At first glance, Washington looks appealing because it has no state income tax. However, retirees still encounter high housing costs, especially in the Seattle metro area. Property values have climbed steadily, influencing both purchase prices and property taxes. Everyday expenses follow a similar upward trend.
Sales taxes are relatively high and apply to many purchases retirees make regularly. Healthcare costs also reflect the region’s elevated pricing. Long-term care planning is especially important given those expenses. Without careful budgeting, savings can drain faster than anticipated.
11. Vermont

Retirees drawn to Vermont often love its small-town charm, but the financial realities can surprise them. Housing costs are high relative to local income levels. Property taxes contribute to ongoing ownership expenses. Heating and utility bills can also spike during long winters.

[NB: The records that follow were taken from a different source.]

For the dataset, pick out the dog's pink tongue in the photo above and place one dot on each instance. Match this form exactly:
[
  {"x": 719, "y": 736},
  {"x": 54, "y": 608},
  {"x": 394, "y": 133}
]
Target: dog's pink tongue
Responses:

Vermont taxes most retirement income, though income thresholds influence Social Security taxation. Healthcare access in rural areas may require travel, adding indirect costs. Everyday goods can be pricier due to logistics. These combined factors can strain retirement budgets.
12. Rhode Island

In Rhode Island, retirees face a compact state with outsized expenses. Housing prices remain elevated, especially in coastal communities. Property taxes vary by municipality but can add meaningful annual costs. Day-to-day living expenses trend above the national average.
The state taxes certain retirement income, though exemptions exist depending on income and age. Healthcare and long-term care services are comparatively expensive. Insurance costs also run higher than many retirees expect. Together, these pressures can make financial security feel harder to maintain.